Al tempo stesso, Il discorso del re è un esempio di un modo di fare cinema e raccontare storie che a Hollywood non esiste quasi più: un modo di fare cinema per gli adulti, e non per i ragazzini o i trentenni mai cresciuti, che un tempo, anche solo fino a una quindicina di anni fa, sfornava drammoni come Voglia di tenerezza, La mia Africa, Rain Man - L’uomo della pioggia o Il paziente inglese e che oggi o non si considera più o viene relegato nelle seconde file della produzione pensate direttamente per l’home video o per gli attori bolliti a fine carriera.
Invece quello di Hooper (anonimo regista miracolato dalla chiamata della produzione) è un’opera di primissima classe che sviluppa un argomento decisamente in linea coi tempi: quel processo di “umanizzazione” dei potenti (inglesi, in particolare) che in questo caso porta il pubblico di oggi nella vita di re Giorgio VI d’Inghilterra e che in anni recenti ha aperto le porte della segretezza alla vita di Elisabetta II (The Queen) e della coppia Clinton-Blair (I due presidenti) e tra qualche mese anche di quella di Margareth Tatcher (l’imminente The Iron Lady, interpretato da Meryl Streep).
Un meccanismo, questo, che in realtà è il semplice contraltare all’elevazione a eroi dei mediocri partecipanti dei reality show, ma che ha il merito – o il demerito – di sfamare la voglia di celebrità e difesa del privato di cui la nostra società non sembra fare a meno.
Al di là dei meriti sociologici, però, Il discorso del re ha comunque in sé qualcosa di ambiguo, la celebrazione di una sorta di diritto alla regalità di ogni regnante, come se la nomina alla guida di una nazione fosse un valore e non un privilegio toccato in sorte a pochi fortunati. Al tempo stesso, però, in alcuni momenti la lucidità della sceneggiatura rivela momenti di assoluta modernità. Succede ad esempio quando Giorgio V, padre del principe Albert, spiega al figlio il mestiere del re nell’era della comunicazione di massa: la radio, dice (e siamo alla fine degli anni ’30), ha portato la democrazia nelle case della gente e costretto i regali a fare qualcosa in più di starsene con la schiena diritta a cavallo: li ha costretti, cioè, a invadere il quotidiano di ogni individuo, a lisciar il pelo al popolo per conquistarsi la fiducia, diventando così la “più abietta delle figure sociali”, dice ancora il re, l'attore.

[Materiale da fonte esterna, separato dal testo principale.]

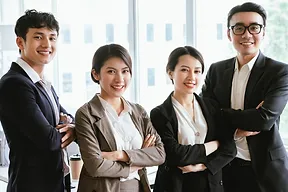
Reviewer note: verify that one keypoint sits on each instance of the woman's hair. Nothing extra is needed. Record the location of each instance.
(106, 52)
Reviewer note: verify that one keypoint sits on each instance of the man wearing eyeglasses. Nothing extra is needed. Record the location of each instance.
(251, 90)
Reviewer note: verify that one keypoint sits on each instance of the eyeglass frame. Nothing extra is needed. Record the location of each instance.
(247, 28)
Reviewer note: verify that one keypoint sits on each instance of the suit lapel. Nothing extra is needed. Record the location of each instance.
(102, 122)
(210, 131)
(256, 73)
(41, 88)
(227, 83)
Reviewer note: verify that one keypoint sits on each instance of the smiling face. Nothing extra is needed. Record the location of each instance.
(39, 48)
(246, 44)
(114, 78)
(187, 75)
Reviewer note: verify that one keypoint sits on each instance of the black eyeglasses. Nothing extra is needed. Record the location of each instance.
(240, 29)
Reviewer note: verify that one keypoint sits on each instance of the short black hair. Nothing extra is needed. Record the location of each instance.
(35, 19)
(106, 52)
(180, 51)
(247, 7)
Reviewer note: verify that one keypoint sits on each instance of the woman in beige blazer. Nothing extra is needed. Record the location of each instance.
(116, 138)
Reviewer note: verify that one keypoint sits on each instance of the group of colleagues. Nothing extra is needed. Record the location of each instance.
(225, 139)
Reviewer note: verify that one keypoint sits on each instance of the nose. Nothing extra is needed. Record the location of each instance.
(246, 34)
(46, 42)
(119, 77)
(191, 75)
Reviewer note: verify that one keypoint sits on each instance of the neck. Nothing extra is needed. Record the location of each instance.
(116, 103)
(38, 68)
(244, 59)
(185, 100)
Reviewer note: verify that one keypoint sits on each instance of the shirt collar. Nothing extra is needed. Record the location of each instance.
(105, 104)
(33, 75)
(250, 64)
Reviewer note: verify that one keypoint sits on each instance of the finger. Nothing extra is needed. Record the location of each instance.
(146, 138)
(259, 105)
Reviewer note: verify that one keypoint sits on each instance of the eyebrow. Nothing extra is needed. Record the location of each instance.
(240, 23)
(116, 69)
(200, 67)
(40, 33)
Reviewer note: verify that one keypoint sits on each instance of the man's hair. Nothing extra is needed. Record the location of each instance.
(247, 7)
(35, 19)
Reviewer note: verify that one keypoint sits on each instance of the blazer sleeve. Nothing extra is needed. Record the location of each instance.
(18, 103)
(176, 154)
(94, 163)
(262, 119)
(150, 156)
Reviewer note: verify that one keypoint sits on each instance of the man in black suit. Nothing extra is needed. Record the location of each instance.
(30, 110)
(252, 91)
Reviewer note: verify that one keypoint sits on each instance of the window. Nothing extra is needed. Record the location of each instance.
(168, 32)
(67, 82)
(88, 34)
(150, 32)
(219, 31)
(151, 76)
(109, 33)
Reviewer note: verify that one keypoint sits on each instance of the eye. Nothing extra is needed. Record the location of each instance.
(184, 69)
(126, 71)
(111, 71)
(53, 38)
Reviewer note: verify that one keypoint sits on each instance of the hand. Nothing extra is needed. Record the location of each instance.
(149, 141)
(115, 156)
(134, 168)
(69, 136)
(242, 133)
(193, 168)
(65, 119)
(259, 105)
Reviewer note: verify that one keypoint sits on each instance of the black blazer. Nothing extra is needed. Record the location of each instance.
(268, 82)
(28, 120)
(169, 177)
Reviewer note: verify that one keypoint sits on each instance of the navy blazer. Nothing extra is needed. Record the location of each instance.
(169, 177)
(268, 82)
(28, 121)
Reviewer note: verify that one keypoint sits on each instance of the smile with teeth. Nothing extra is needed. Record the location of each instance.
(44, 52)
(246, 43)
(118, 87)
(190, 84)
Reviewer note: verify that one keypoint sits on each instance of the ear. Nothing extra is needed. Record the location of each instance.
(95, 75)
(20, 43)
(170, 74)
(229, 35)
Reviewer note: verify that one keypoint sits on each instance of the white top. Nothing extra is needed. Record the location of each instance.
(125, 133)
(239, 84)
(190, 132)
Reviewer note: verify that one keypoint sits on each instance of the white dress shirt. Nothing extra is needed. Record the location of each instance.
(239, 84)
(125, 133)
(190, 132)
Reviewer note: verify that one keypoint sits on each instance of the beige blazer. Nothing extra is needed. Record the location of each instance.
(94, 135)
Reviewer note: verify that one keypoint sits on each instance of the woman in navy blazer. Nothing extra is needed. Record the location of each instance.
(185, 122)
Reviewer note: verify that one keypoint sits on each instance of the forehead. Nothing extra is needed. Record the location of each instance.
(43, 30)
(115, 62)
(246, 18)
(189, 61)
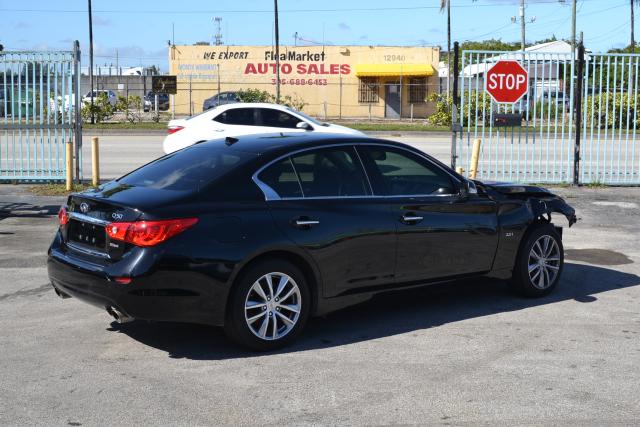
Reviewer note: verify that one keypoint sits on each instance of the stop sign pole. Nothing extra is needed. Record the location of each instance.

Un discorso di straordinaria consapevolezza metacinematografica che non può non riguardare la recitazione come modalità di vivere la società contemporanea (e dunque fare riferimento alla politica come spettacolo dei nostri anni) e chiaramente rimanda alle straordinarie performance degli interpreti principali, compresa la Helena Bonham-Carter che incarna la regina madre. Il film incarna infiniti spunti e idee nei corpi e nelle voci di Firth, il principe balbuziente, costretto dalla moglie a entrare in cura (ed è proprio nella sua invisibile presenza che la Bonham-Carter rivela la sua grandezza), e di Rush, logopedista australiano e non a caso attore mancato; un semplice guitto, agli occhi del principe, catapultato dal caso in una posizione di potere. Nella costruzione di questo rapporto il film di Tom Hooper è coraggioso e a volte geniale.